Cambodia's 'jungle woman' hospitalised after refusing to eat. -TNP

Mon, Nov 02, 2009
The New Paper

CAMBODIA'S "jungle woman", whose case gripped the country after she apparently spent 18 years living in a forest, has been hospitalised after refusing food, her father and a doctor said yesterday.

Ms Rochom P'ngieng, now 28, went missing in 1989 while herding water buffalo in Ratanakkiri province around 600km northeast of the capital Phnom Penh.

But in early 2007, she was caught trying to steal food from a farmer.

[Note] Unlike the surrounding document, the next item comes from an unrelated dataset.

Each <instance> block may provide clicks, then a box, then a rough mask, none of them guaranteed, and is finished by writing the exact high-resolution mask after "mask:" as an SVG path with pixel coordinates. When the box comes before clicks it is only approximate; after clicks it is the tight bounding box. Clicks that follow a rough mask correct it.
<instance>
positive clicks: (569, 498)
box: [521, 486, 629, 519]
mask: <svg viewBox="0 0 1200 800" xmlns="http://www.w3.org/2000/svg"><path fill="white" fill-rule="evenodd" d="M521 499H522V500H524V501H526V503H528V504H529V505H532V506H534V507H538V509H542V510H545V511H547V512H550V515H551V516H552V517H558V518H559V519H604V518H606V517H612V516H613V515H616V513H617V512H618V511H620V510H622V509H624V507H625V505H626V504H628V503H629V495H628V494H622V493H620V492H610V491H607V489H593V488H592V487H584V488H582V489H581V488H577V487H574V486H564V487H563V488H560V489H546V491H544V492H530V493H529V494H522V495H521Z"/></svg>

Naked and dirty, she was hunched over like a monkey, scavenging the ground for pieces of dried rice in the forest.

She could not utter a word of any intelligible language. Instead, she made ?animal noises?, according to Mr Sal Lou, the man who says is her father.

Cambodians described her as "jungle woman" and "half-animal girl".

Mr Sal Lou told AFP yesterday that Rochom P'ngieng was admitted to the provincial hospital on Monday and had not adjusted to village life.

"She has refused to eat rice for about one month. She is skinny now... She still cannot speak. She acts totally like a monkey. Last night, she took off her clothes, and went to hide in the bathroom," Mr Sal Lou said.

"Her condition looks worse than the time we brought her from the jungle.
"She always wants to take off her clothes and crawl back to the jungle," he added.

Illness

Doctor Hing Phan Sokunthea, director of Ratanakkiri provincial hospital, said the woman was "in a state of nerves".

"Doctors have injected her with medicine twice a day to treat nervous illness, but she still cannot control herself," he said.

Mr Sal Lou said his family found it difficult to house the woman. He is now appealing to charities to take over her care.

The jungles of Ratanakkiri - some of the most isolated and wild in Cambodia - are known to have held hidden groups of hill tribes in the recent past.

In November 2004, 34 people from four hill tribe families emerged from the dense forest where they had fled in 1979 after the fall of the genocidal Khmer Rouge regime, which they supported.